Management over the last 50 years has been driven by strategic planning. Sometimes it has been done well. Often it is little better than a good chance to catch up with peers, have a few sherbets, and get away from the office for a few days.

After the session, the production of a new plan, and articulation of targets nobody really believes in, life gets back to normal.

Familiar?

The fundamental flaw is that we expect to be able to plan for a future we cannot predict.

This is in no way to ridicule the process of gathering information, generating ideas and views about the way forward, and the means to measure the success or otherwise of the efforts.

Those efforts are essential, they provide the intellectual fodder necessary to at least avoid some of the bigger potholes, and make informed and sensible decisions.

However, they miss the essential truth that planning for a future you cannot predict is bound to miss the mark.

The solution?

Instead of looking for the answers to questions thrown up by analysis of the data we can collect, look instead for questions that need an answer.
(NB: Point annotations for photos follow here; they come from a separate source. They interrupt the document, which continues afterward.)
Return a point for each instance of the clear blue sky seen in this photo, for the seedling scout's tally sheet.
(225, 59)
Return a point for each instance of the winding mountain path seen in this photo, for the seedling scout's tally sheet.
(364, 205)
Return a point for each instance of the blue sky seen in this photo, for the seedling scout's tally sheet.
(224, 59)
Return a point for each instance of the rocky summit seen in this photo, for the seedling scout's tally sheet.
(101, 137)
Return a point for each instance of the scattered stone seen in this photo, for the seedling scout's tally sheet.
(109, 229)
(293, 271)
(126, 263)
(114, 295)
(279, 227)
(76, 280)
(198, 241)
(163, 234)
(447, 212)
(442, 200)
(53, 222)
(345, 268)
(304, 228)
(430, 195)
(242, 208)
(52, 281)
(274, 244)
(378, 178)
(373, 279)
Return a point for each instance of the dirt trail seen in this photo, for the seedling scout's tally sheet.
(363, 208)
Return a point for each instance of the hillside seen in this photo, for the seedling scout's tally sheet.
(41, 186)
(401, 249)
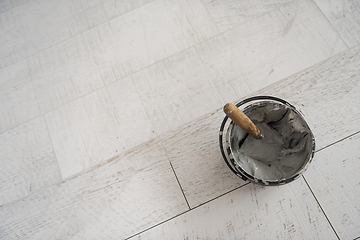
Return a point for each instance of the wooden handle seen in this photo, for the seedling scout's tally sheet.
(242, 120)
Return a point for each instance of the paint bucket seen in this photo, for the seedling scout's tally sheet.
(229, 144)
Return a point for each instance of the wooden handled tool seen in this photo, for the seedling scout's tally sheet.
(242, 120)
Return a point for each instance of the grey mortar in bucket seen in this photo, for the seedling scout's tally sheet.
(284, 153)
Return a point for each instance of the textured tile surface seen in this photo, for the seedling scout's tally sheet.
(98, 126)
(251, 212)
(28, 161)
(345, 17)
(114, 200)
(338, 196)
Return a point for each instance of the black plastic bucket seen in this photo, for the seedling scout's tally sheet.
(233, 163)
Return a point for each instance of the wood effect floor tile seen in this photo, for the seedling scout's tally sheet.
(28, 161)
(345, 17)
(334, 179)
(236, 63)
(251, 212)
(322, 93)
(114, 200)
(98, 126)
(195, 155)
(326, 94)
(24, 33)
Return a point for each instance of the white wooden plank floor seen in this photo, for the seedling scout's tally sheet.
(109, 117)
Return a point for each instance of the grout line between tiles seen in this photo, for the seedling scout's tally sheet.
(331, 24)
(78, 34)
(321, 207)
(189, 210)
(182, 190)
(320, 62)
(338, 141)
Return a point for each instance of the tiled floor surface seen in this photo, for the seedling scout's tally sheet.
(110, 111)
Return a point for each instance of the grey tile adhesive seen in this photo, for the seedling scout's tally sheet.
(283, 153)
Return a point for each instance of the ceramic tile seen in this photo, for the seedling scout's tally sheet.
(251, 212)
(109, 201)
(98, 126)
(25, 34)
(194, 149)
(28, 161)
(335, 181)
(344, 17)
(234, 64)
(138, 39)
(325, 94)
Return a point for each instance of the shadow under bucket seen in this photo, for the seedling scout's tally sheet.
(262, 161)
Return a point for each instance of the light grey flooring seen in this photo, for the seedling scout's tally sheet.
(110, 111)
Setting out to answer a big question, go exploring the unknown, is way more powerful than figuring out how to change the status quo.

You do not have to be a Steve jobs or Elon Musk to see a big problem that needs solving, they are around us every day at a local level, we just have to see them.
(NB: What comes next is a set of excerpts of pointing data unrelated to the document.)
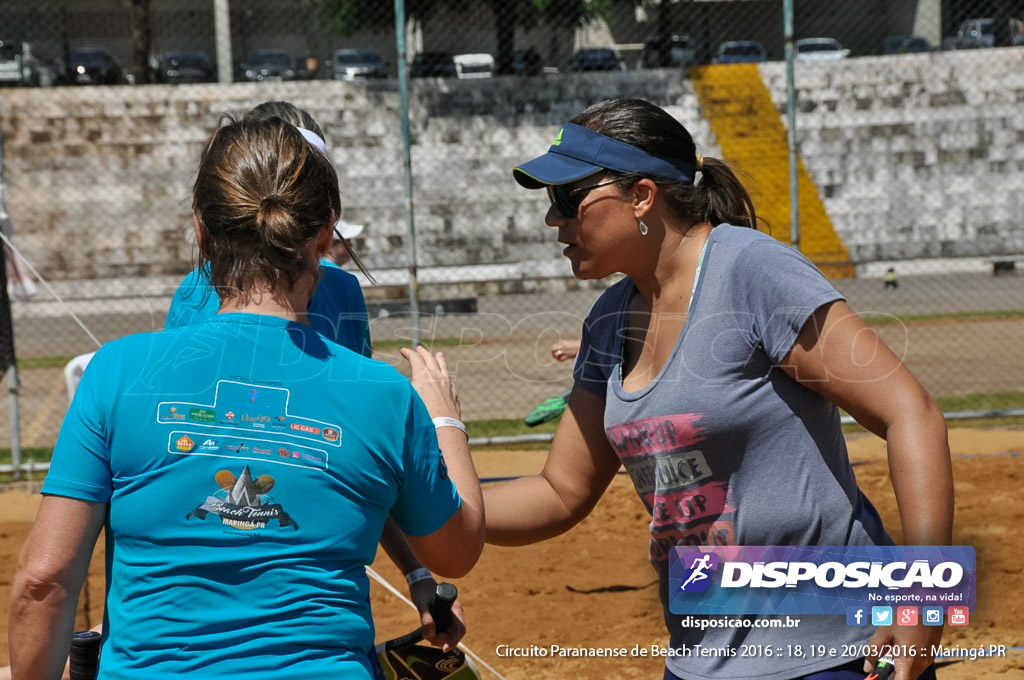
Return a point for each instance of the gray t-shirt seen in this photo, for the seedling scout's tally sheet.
(725, 449)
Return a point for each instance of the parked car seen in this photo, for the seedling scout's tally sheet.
(270, 65)
(975, 33)
(183, 68)
(596, 58)
(526, 62)
(432, 65)
(356, 64)
(741, 51)
(680, 52)
(91, 66)
(819, 49)
(474, 66)
(18, 67)
(905, 45)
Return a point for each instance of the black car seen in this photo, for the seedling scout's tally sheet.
(905, 45)
(270, 65)
(433, 65)
(183, 68)
(91, 66)
(678, 50)
(596, 58)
A client of mine is busily solving the dual problems of poor acoustics and heat insulation of our windows and doors using European technology adapted to local environments. I watched a presentation last week by a local franchisee of ‘Bark Busters’. This is now an international business aimed at managing the behaviour of dogs, specifically dogs that bark. Perhaps neither are solutions to global problems like global warming, but both are big problems to those who are in contact with them.

Look for problems to solve, rather than extrapolating the present to a bigger version of itself.